The Private Company Financial Reporting Committee has given the Financial Accounting Standards Board feedback on its financial statement presentation project, including worries about newly onerous processes.

At a meeting last week in San Antonio, Texas, the committee, which is a joint effort of FASB and the American Institute of CPAs, talked about its comment letter to FASB on the project. The letter revolved around a discussion of the pros and cons from various financial statement users and others, according to PCFRC chair Judy O’Dell (pictured).

“It was not a united front where we were recommending anything specific on it,” she told WebCPA. “FASB had asked us at our meeting in January not necessarily to be unanimous, especially in the early stages, but to present comments pro and con as they continue to discuss the project.”

The main area of concern was doing the direct method of cash flow. One practitioner had told the PCFRC that the direct method could be time-consuming, especially when the income statements become disaggregated, even though financial companies seem to like this method. “That’s probably going to be the biggest area of disagreement between the preparers and the practitioners,” said O’Dell. “But it would be very difficult to have one model for private companies and one model for public companies.”

However, she noted that some areas could be tweaked, perhaps with a different phase-in period for private companies, as was suggested by one committee member. The cost to implement a new type of financial statement presentation could be high, though, for both private and public companies, as well as for users of the financial statements.

The PCFRC meeting also included a discussion of FIN 48, or FASB Interpretation No. 48, which covers accounting for uncertainty in income taxes. The standard has been repeatedly delayed for private companies, which worry about the costs and legal liabilities associated with it.

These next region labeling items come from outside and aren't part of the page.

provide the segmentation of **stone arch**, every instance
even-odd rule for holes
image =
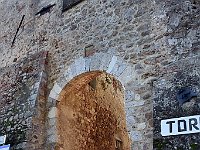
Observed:
[[[74,63],[72,63],[54,83],[54,86],[48,97],[49,112],[47,121],[47,147],[54,147],[59,138],[55,127],[56,118],[58,115],[56,103],[59,101],[59,96],[62,95],[62,90],[76,76],[87,72],[106,72],[121,82],[125,93],[124,102],[128,133],[131,139],[132,136],[136,136],[136,138],[140,140],[141,135],[132,128],[134,124],[132,108],[134,106],[141,106],[144,104],[144,102],[133,101],[135,98],[137,99],[137,96],[135,96],[134,91],[130,86],[131,83],[133,83],[137,78],[137,74],[134,72],[134,66],[126,63],[118,56],[106,53],[96,53],[90,57],[80,57],[76,59]]]

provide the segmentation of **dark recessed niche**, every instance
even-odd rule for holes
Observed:
[[[71,9],[73,6],[82,2],[83,0],[63,0],[63,11]]]
[[[177,93],[177,99],[181,105],[196,96],[197,92],[190,87],[181,88]]]

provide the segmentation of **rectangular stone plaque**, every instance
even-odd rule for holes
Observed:
[[[161,120],[161,135],[179,135],[200,132],[200,115]]]
[[[6,142],[6,135],[0,136],[0,145],[5,144]]]
[[[0,150],[9,150],[9,149],[10,149],[10,144],[9,145],[0,146]]]

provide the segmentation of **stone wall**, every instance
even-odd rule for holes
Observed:
[[[55,6],[35,15],[49,4]],[[49,51],[49,93],[54,81],[80,57],[100,52],[119,56],[135,73],[135,81],[128,84],[134,92],[127,95],[145,106],[134,107],[132,121],[148,120],[145,131],[137,132],[144,136],[134,134],[133,145],[148,149],[151,146],[143,141],[153,139],[152,82],[162,78],[169,64],[199,55],[199,8],[198,0],[83,0],[62,12],[61,0],[1,0],[0,67]]]
[[[199,115],[199,59],[192,57],[166,66],[163,77],[154,82],[154,148],[158,150],[200,148],[199,133],[166,137],[160,133],[161,120]],[[182,104],[177,94],[183,88],[191,88],[197,95]]]
[[[12,149],[41,148],[44,142],[46,55],[37,53],[0,70],[0,135],[7,135]]]

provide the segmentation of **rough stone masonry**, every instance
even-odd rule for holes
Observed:
[[[83,57],[96,60],[94,68],[109,60],[105,71],[118,65],[115,72],[127,72],[133,150],[198,150],[198,133],[162,137],[160,121],[199,115],[200,1],[82,0],[65,11],[63,1],[0,0],[0,135],[8,135],[6,144],[56,149],[46,147],[48,97],[73,63],[82,67],[77,60]],[[180,105],[177,93],[188,87],[197,96]]]

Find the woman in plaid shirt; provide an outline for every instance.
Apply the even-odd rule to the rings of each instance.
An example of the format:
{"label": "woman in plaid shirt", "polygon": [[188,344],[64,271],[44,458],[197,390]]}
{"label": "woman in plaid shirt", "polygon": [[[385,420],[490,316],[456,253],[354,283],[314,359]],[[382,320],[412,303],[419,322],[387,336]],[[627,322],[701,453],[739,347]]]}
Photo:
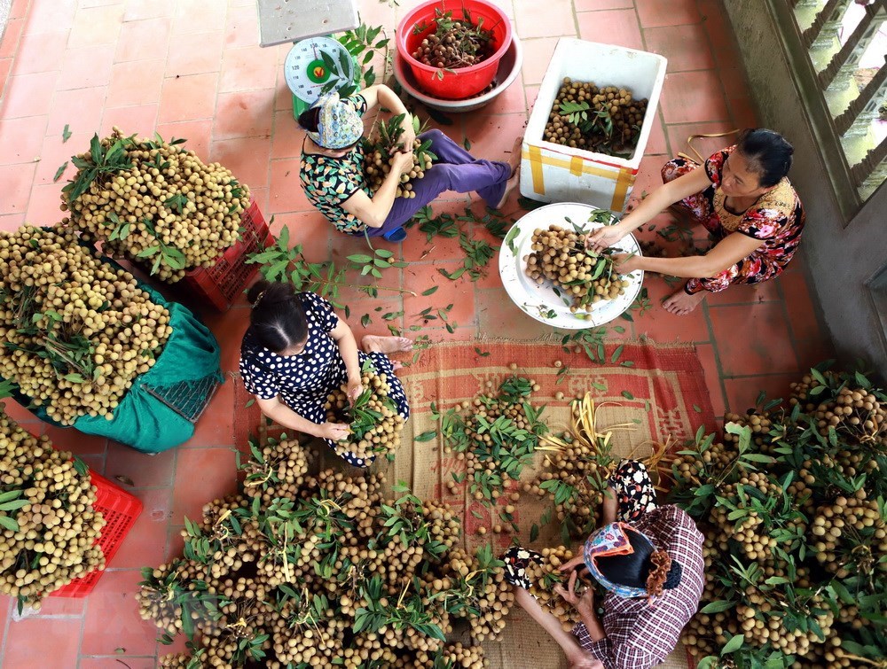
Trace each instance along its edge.
{"label": "woman in plaid shirt", "polygon": [[[678,507],[656,506],[655,491],[640,463],[624,461],[609,486],[604,525],[561,568],[569,580],[566,588],[558,586],[558,592],[582,618],[572,634],[527,589],[524,567],[539,559],[538,553],[514,548],[504,559],[516,601],[554,638],[571,667],[647,669],[674,650],[696,612],[704,585],[703,537]],[[608,591],[597,605],[593,587],[581,595],[576,592],[585,570]]]}

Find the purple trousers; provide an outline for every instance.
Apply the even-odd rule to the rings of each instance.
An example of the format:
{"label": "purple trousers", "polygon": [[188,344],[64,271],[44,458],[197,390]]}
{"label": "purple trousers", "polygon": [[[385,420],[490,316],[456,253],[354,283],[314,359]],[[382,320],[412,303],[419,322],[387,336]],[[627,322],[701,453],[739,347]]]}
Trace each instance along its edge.
{"label": "purple trousers", "polygon": [[[411,182],[415,198],[395,198],[394,206],[381,228],[366,228],[370,237],[381,237],[400,228],[429,202],[445,191],[470,193],[476,191],[490,206],[496,206],[505,193],[511,167],[498,160],[478,160],[440,130],[419,136],[431,140],[430,151],[437,161],[425,176]],[[363,234],[363,233],[361,233]]]}

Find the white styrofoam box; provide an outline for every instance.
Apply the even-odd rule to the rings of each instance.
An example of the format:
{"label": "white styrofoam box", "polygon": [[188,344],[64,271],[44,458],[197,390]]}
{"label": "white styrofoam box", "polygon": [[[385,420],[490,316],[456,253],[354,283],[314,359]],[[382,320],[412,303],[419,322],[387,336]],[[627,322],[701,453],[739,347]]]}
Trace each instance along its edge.
{"label": "white styrofoam box", "polygon": [[[656,118],[668,61],[655,53],[561,37],[539,87],[523,136],[521,194],[542,202],[584,202],[622,211],[644,157]],[[636,99],[648,98],[640,136],[631,158],[623,159],[543,140],[548,114],[564,77],[617,86]]]}

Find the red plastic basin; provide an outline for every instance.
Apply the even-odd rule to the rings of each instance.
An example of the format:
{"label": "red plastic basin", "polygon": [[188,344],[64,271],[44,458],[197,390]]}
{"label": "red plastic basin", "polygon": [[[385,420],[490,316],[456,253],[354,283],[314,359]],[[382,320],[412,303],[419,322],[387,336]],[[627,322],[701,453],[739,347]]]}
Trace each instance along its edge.
{"label": "red plastic basin", "polygon": [[[459,67],[451,72],[420,63],[412,58],[413,51],[428,35],[437,29],[435,10],[452,12],[454,20],[462,20],[463,10],[467,11],[471,22],[477,25],[483,19],[482,27],[492,33],[493,55],[486,60],[468,67]],[[428,26],[419,34],[413,34],[416,26]],[[502,10],[484,0],[430,0],[406,13],[397,27],[397,53],[404,59],[416,83],[426,93],[444,100],[459,100],[477,95],[490,85],[498,69],[498,61],[511,44],[511,21]],[[441,76],[443,74],[443,76]]]}

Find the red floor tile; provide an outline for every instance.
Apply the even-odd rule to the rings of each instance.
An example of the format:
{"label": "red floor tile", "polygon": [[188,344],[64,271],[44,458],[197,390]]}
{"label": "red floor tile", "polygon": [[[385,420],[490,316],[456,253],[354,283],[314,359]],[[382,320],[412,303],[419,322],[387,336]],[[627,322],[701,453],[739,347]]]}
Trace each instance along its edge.
{"label": "red floor tile", "polygon": [[182,449],[176,469],[172,523],[200,517],[204,504],[235,490],[234,451],[228,447]]}
{"label": "red floor tile", "polygon": [[262,137],[270,141],[274,99],[267,90],[219,93],[213,137]]}
{"label": "red floor tile", "polygon": [[141,580],[137,569],[102,574],[86,604],[82,654],[116,655],[116,649],[122,648],[127,654],[153,655],[159,634],[139,618],[135,596]]}
{"label": "red floor tile", "polygon": [[522,38],[576,36],[569,0],[521,3],[515,7],[514,19]]}
{"label": "red floor tile", "polygon": [[[265,93],[263,92],[263,97],[264,97]],[[274,112],[273,130],[271,139],[271,159],[302,156],[305,133],[293,118],[291,107]]]}
{"label": "red floor tile", "polygon": [[157,102],[163,83],[163,66],[162,58],[114,64],[106,104],[122,107]]}
{"label": "red floor tile", "polygon": [[113,44],[68,49],[61,64],[58,89],[69,90],[108,83],[114,50]]}
{"label": "red floor tile", "polygon": [[98,136],[107,136],[111,129],[117,126],[124,135],[136,133],[140,137],[153,137],[157,125],[158,107],[156,103],[134,105],[125,107],[105,107],[102,116],[101,131]]}
{"label": "red floor tile", "polygon": [[172,485],[175,470],[175,448],[149,455],[116,441],[108,441],[105,471],[108,478],[125,490],[130,490],[130,487],[118,480],[118,476],[126,477],[137,488],[163,487]]}
{"label": "red floor tile", "polygon": [[710,340],[709,326],[702,308],[679,316],[670,314],[663,307],[662,300],[681,286],[680,284],[670,286],[659,276],[644,276],[644,287],[647,288],[653,307],[643,315],[633,316],[635,334],[646,334],[654,341],[659,342]]}
{"label": "red floor tile", "polygon": [[28,4],[26,33],[46,33],[57,30],[59,26],[70,27],[77,12],[77,0],[58,0],[41,3],[31,0]]}
{"label": "red floor tile", "polygon": [[172,17],[177,0],[129,0],[126,4],[124,21],[137,21],[143,19]]}
{"label": "red floor tile", "polygon": [[58,79],[58,72],[10,77],[9,89],[4,98],[4,119],[45,116],[49,113],[52,89]]}
{"label": "red floor tile", "polygon": [[9,636],[15,642],[6,644],[3,668],[40,666],[49,657],[54,666],[76,666],[80,625],[80,618],[73,618],[11,621]]}
{"label": "red floor tile", "polygon": [[158,123],[157,132],[167,141],[182,137],[184,148],[194,152],[203,162],[209,162],[209,145],[213,136],[212,119],[184,121],[181,123]]}
{"label": "red floor tile", "polygon": [[75,455],[98,455],[105,453],[107,439],[95,434],[83,434],[73,427],[47,424],[43,434],[52,440],[56,448],[71,451]]}
{"label": "red floor tile", "polygon": [[[109,471],[109,473],[113,470]],[[144,508],[120,549],[108,564],[114,569],[140,569],[161,564],[166,556],[167,525],[172,516],[172,488],[132,490],[122,486],[141,500]]]}
{"label": "red floor tile", "polygon": [[224,35],[221,31],[189,35],[176,41],[167,59],[168,76],[202,74],[219,70]]}
{"label": "red floor tile", "polygon": [[61,67],[67,48],[68,31],[59,29],[59,27],[51,33],[29,33],[22,35],[15,56],[15,74],[52,72]]}
{"label": "red floor tile", "polygon": [[[267,143],[265,143],[267,144]],[[272,160],[271,164],[271,213],[312,211],[299,181],[299,159]],[[265,163],[267,165],[267,162]]]}
{"label": "red floor tile", "polygon": [[[268,183],[271,148],[266,137],[224,139],[213,142],[209,149],[209,159],[228,167],[239,182],[250,187],[261,188]],[[273,166],[274,163],[271,163],[272,174]],[[296,186],[301,192],[302,188],[297,181],[298,172],[294,178],[296,181],[291,182],[291,185]]]}
{"label": "red floor tile", "polygon": [[[585,37],[583,37],[586,39]],[[534,40],[522,40],[523,43],[523,66],[521,72],[523,74],[523,82],[542,83],[542,78],[548,69],[554,47],[557,46],[559,37],[542,37]]]}
{"label": "red floor tile", "polygon": [[[264,49],[257,46],[229,49],[222,58],[219,92],[273,89],[278,74],[283,78],[283,72],[278,72],[279,69],[272,54]],[[272,93],[269,90],[269,98],[271,96]]]}
{"label": "red floor tile", "polygon": [[[735,129],[735,126],[730,121],[726,121],[713,123],[678,123],[666,126],[665,132],[668,135],[669,144],[671,146],[670,155],[676,156],[680,152],[687,153],[695,160],[698,160],[698,158],[687,144],[687,139],[689,139],[690,136],[714,135],[734,129]],[[704,160],[715,152],[734,144],[735,139],[735,135],[727,135],[723,137],[696,137],[693,140],[693,146],[699,152],[699,154]]]}
{"label": "red floor tile", "polygon": [[800,374],[775,374],[761,377],[724,379],[726,386],[727,408],[734,414],[742,414],[755,407],[757,395],[765,391],[766,400],[788,399],[789,385],[797,381]]}
{"label": "red floor tile", "polygon": [[644,30],[647,51],[668,58],[669,72],[708,70],[715,66],[703,24],[663,26]]}
{"label": "red floor tile", "polygon": [[[166,653],[166,650],[161,651]],[[130,669],[154,669],[156,664],[153,657],[130,657],[126,653],[114,656],[92,657],[81,656],[79,669],[121,669],[121,662],[125,662]]]}
{"label": "red floor tile", "polygon": [[4,184],[3,198],[0,198],[0,215],[25,212],[31,195],[35,168],[35,163],[0,165],[0,183]]}
{"label": "red floor tile", "polygon": [[726,376],[797,370],[780,302],[711,307],[709,315]]}
{"label": "red floor tile", "polygon": [[[576,15],[579,36],[590,42],[616,44],[629,49],[643,49],[640,27],[633,10],[581,12]],[[595,83],[598,83],[597,82]],[[603,83],[609,83],[606,82]]]}
{"label": "red floor tile", "polygon": [[[169,43],[170,24],[171,21],[168,18],[128,19],[121,27],[114,61],[124,63],[129,60],[144,60],[162,56],[166,53],[167,46]],[[171,59],[174,54],[178,53],[178,48],[173,50],[169,58]],[[168,65],[168,71],[169,69],[170,68]],[[176,72],[175,74],[192,73]]]}
{"label": "red floor tile", "polygon": [[[67,125],[70,132],[83,133],[91,137],[98,132],[106,97],[107,86],[55,91],[46,123],[47,136],[61,139]],[[80,149],[71,144],[74,139],[72,137],[65,144],[72,146],[72,153],[78,150],[85,151],[88,144]]]}
{"label": "red floor tile", "polygon": [[218,74],[173,76],[163,80],[159,123],[211,118],[216,110]]}
{"label": "red floor tile", "polygon": [[23,19],[10,19],[6,23],[6,29],[2,35],[3,41],[0,42],[0,58],[8,58],[16,52],[24,26]]}
{"label": "red floor tile", "polygon": [[115,44],[123,21],[123,6],[108,4],[99,7],[80,7],[74,18],[67,48]]}
{"label": "red floor tile", "polygon": [[302,245],[302,252],[309,262],[323,262],[330,259],[330,229],[333,225],[320,212],[274,214],[271,234],[279,235],[284,226],[289,230],[290,247]]}
{"label": "red floor tile", "polygon": [[247,5],[229,8],[224,35],[225,48],[227,49],[258,44],[259,23],[255,7]]}
{"label": "red floor tile", "polygon": [[179,0],[173,14],[173,35],[222,30],[227,10],[224,5],[220,7],[216,0]]}
{"label": "red floor tile", "polygon": [[711,344],[697,344],[696,354],[703,364],[705,373],[705,385],[711,399],[711,408],[715,416],[723,416],[726,409],[726,401],[721,390],[720,377],[718,374],[718,362],[715,357],[715,348]]}
{"label": "red floor tile", "polygon": [[640,25],[646,27],[679,26],[684,23],[699,23],[702,17],[695,0],[635,0]]}
{"label": "red floor tile", "polygon": [[714,70],[666,74],[661,101],[665,122],[726,121],[730,113],[721,90],[720,75]]}

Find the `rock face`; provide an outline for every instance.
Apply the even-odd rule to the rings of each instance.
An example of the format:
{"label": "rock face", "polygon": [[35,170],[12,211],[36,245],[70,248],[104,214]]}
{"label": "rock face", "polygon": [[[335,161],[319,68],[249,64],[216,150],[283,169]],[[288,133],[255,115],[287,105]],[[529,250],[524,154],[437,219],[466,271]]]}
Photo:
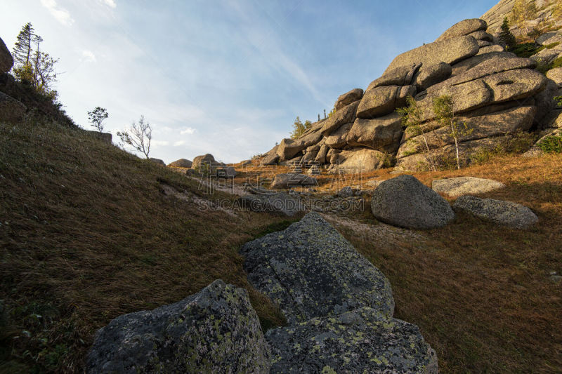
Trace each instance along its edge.
{"label": "rock face", "polygon": [[192,164],[193,163],[190,160],[186,159],[180,159],[179,160],[176,160],[169,163],[168,166],[171,166],[172,168],[191,168]]}
{"label": "rock face", "polygon": [[166,166],[166,163],[164,162],[160,159],[153,159],[153,158],[150,157],[148,159],[150,160],[151,161],[152,161],[153,163],[156,163],[157,165],[159,165],[160,166]]}
{"label": "rock face", "polygon": [[390,283],[318,213],[242,246],[248,280],[289,323],[362,307],[390,317]]}
{"label": "rock face", "polygon": [[437,374],[437,356],[415,325],[363,307],[270,330],[272,373]]}
{"label": "rock face", "polygon": [[446,194],[451,197],[475,194],[485,194],[504,188],[505,185],[491,179],[474,177],[436,179],[431,183],[433,191]]}
{"label": "rock face", "polygon": [[455,218],[446,200],[407,175],[379,185],[372,195],[371,210],[377,220],[408,229],[441,227]]}
{"label": "rock face", "polygon": [[238,199],[243,208],[253,212],[268,212],[293,217],[304,211],[303,203],[285,192],[247,195]]}
{"label": "rock face", "polygon": [[0,38],[0,74],[7,73],[13,66],[13,58],[4,41]]}
{"label": "rock face", "polygon": [[453,208],[515,229],[526,229],[539,221],[532,211],[511,201],[463,196],[457,199]]}
{"label": "rock face", "polygon": [[[514,0],[502,2],[511,11]],[[543,10],[540,13],[550,14]],[[436,41],[398,55],[364,93],[355,88],[341,95],[328,119],[313,124],[299,139],[284,140],[274,152],[278,160],[270,156],[263,160],[299,158],[308,164],[327,165],[329,173],[348,166],[357,169],[360,163],[358,168],[365,171],[391,166],[427,170],[428,158],[437,160],[438,168],[447,167],[456,152],[447,129],[439,128],[435,121],[433,101],[442,95],[452,97],[457,119],[473,130],[460,140],[462,165],[472,162],[475,154],[501,146],[514,132],[546,128],[544,119],[555,105],[552,98],[562,95],[562,73],[549,72],[549,79],[535,69],[539,60],[551,61],[562,50],[549,45],[531,59],[520,58],[506,52],[486,26],[486,20],[463,20]],[[540,42],[558,36],[562,32],[553,32]],[[431,132],[429,154],[420,145],[422,138],[408,141],[413,136],[403,133],[396,110],[407,104],[408,96],[421,110],[422,128]]]}
{"label": "rock face", "polygon": [[247,291],[215,281],[181,302],[112,320],[96,334],[86,371],[266,373],[270,366]]}
{"label": "rock face", "polygon": [[285,173],[275,175],[270,185],[270,188],[281,189],[317,185],[318,185],[318,182],[315,178],[305,175],[304,174]]}
{"label": "rock face", "polygon": [[212,154],[207,154],[193,159],[191,168],[196,170],[211,170],[216,161]]}

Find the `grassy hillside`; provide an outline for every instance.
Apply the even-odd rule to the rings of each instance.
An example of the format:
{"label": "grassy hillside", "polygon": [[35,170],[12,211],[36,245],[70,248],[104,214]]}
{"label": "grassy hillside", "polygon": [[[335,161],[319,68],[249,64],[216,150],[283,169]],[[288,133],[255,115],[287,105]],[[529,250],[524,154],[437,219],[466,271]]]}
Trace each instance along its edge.
{"label": "grassy hillside", "polygon": [[[239,182],[260,178],[251,169]],[[390,279],[396,317],[420,327],[442,373],[558,371],[562,291],[549,273],[562,274],[562,156],[415,175],[427,185],[455,175],[503,182],[485,196],[523,203],[540,223],[518,231],[459,215],[413,236],[391,230],[390,240],[368,212],[358,218],[374,226],[332,222]],[[0,372],[80,371],[97,328],[219,278],[249,290],[265,327],[282,323],[247,283],[237,251],[289,222],[201,211],[171,188],[202,195],[197,181],[79,130],[0,124]]]}
{"label": "grassy hillside", "polygon": [[197,181],[79,130],[0,124],[0,372],[79,371],[110,319],[216,279],[248,288],[263,323],[282,323],[237,254],[282,219],[202,211],[163,186],[201,194]]}

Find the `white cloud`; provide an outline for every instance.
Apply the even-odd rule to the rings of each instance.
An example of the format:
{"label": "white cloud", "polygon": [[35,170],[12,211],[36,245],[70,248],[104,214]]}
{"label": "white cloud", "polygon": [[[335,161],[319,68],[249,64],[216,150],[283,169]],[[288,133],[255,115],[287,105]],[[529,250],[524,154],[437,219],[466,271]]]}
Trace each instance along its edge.
{"label": "white cloud", "polygon": [[195,132],[195,128],[193,128],[192,127],[188,127],[182,129],[181,131],[180,131],[180,133],[181,135],[185,135],[185,134],[191,135]]}
{"label": "white cloud", "polygon": [[85,49],[82,51],[82,61],[85,61],[86,62],[96,62],[96,55],[93,54],[93,52],[91,51],[89,51]]}
{"label": "white cloud", "polygon": [[100,1],[104,4],[107,5],[107,6],[109,6],[110,8],[115,8],[116,6],[117,6],[117,4],[116,4],[115,1],[114,1],[113,0],[100,0]]}
{"label": "white cloud", "polygon": [[70,13],[64,8],[58,6],[55,0],[41,0],[41,4],[48,10],[53,17],[65,26],[71,26],[74,22]]}

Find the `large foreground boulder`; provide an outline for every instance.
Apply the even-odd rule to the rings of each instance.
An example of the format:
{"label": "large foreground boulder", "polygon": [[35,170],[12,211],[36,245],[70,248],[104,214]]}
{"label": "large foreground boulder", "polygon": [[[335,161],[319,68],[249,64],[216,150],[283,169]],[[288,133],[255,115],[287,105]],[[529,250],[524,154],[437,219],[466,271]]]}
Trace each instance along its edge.
{"label": "large foreground boulder", "polygon": [[248,280],[289,323],[369,307],[391,317],[390,283],[315,213],[242,246]]}
{"label": "large foreground boulder", "polygon": [[13,66],[13,58],[4,41],[0,38],[0,74],[7,73]]}
{"label": "large foreground boulder", "polygon": [[532,211],[511,201],[463,196],[457,199],[453,208],[515,229],[526,229],[539,221]]}
{"label": "large foreground boulder", "polygon": [[451,197],[485,194],[504,187],[505,185],[497,180],[474,177],[436,179],[431,182],[433,191],[446,194]]}
{"label": "large foreground boulder", "polygon": [[285,192],[246,195],[238,199],[242,208],[253,212],[268,212],[293,217],[304,211],[302,202]]}
{"label": "large foreground boulder", "polygon": [[446,200],[407,175],[381,183],[372,195],[371,210],[377,220],[408,229],[441,227],[455,218]]}
{"label": "large foreground boulder", "polygon": [[272,373],[437,374],[437,356],[415,325],[362,307],[270,330]]}
{"label": "large foreground boulder", "polygon": [[270,366],[247,292],[219,280],[181,302],[112,320],[96,333],[86,371],[265,373]]}

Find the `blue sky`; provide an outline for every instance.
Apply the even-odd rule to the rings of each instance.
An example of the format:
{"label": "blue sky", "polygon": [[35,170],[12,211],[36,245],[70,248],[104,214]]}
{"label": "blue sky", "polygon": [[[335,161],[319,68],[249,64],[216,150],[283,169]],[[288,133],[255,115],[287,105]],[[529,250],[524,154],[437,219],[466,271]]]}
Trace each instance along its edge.
{"label": "blue sky", "polygon": [[82,127],[89,110],[105,107],[115,141],[143,114],[151,156],[235,162],[497,2],[2,0],[0,37],[11,49],[33,24],[60,59],[60,100]]}

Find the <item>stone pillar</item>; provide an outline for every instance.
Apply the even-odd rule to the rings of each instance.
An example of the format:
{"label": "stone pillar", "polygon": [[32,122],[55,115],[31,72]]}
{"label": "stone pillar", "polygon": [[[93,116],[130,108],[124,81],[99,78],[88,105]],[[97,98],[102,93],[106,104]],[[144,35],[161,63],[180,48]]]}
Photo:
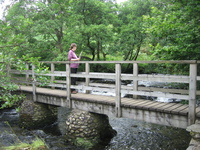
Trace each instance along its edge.
{"label": "stone pillar", "polygon": [[57,120],[57,107],[25,100],[19,112],[19,126],[37,129]]}
{"label": "stone pillar", "polygon": [[108,116],[103,114],[73,110],[66,125],[67,140],[84,148],[92,148],[116,135],[116,131],[109,124]]}
{"label": "stone pillar", "polygon": [[188,126],[186,130],[192,136],[187,150],[200,150],[200,120],[196,120],[195,124]]}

The committee talked about the feedback it would give FASB on a draft document containing guidance that will be provided to pass-through entities such as partnerships and S corporations.

“Most of our comments revolved around further clarifying what is already out there,” said O’Dell. “There will be an exemption from the roadmap for private companies for disclosure, what are called roadmap disclosures. Private companies won’t have to comply with that part of FIN 48 as it is proposed.”

She said the guidance would clarify who is responsible for paying the tax, provide a definition of uncertainties for nonprofits and explain how to deal with a situation in which one of a company's entities may be a pass-through and one may not. O’Dell expects the exposure draft of that FASB staff position to be released sometime in May. There will be a comment period before the guidance is finalized.

The PCFRC also debated a discussion paper about revenue recognition at its meeting and will work on finalizing its comments at its next meeting in June. In addition, the committee had another long talk about a discussion paper on accounting for leases and how it might affect private companies. Those comments too are expected to be finalized at the PCFRC’s June meeting.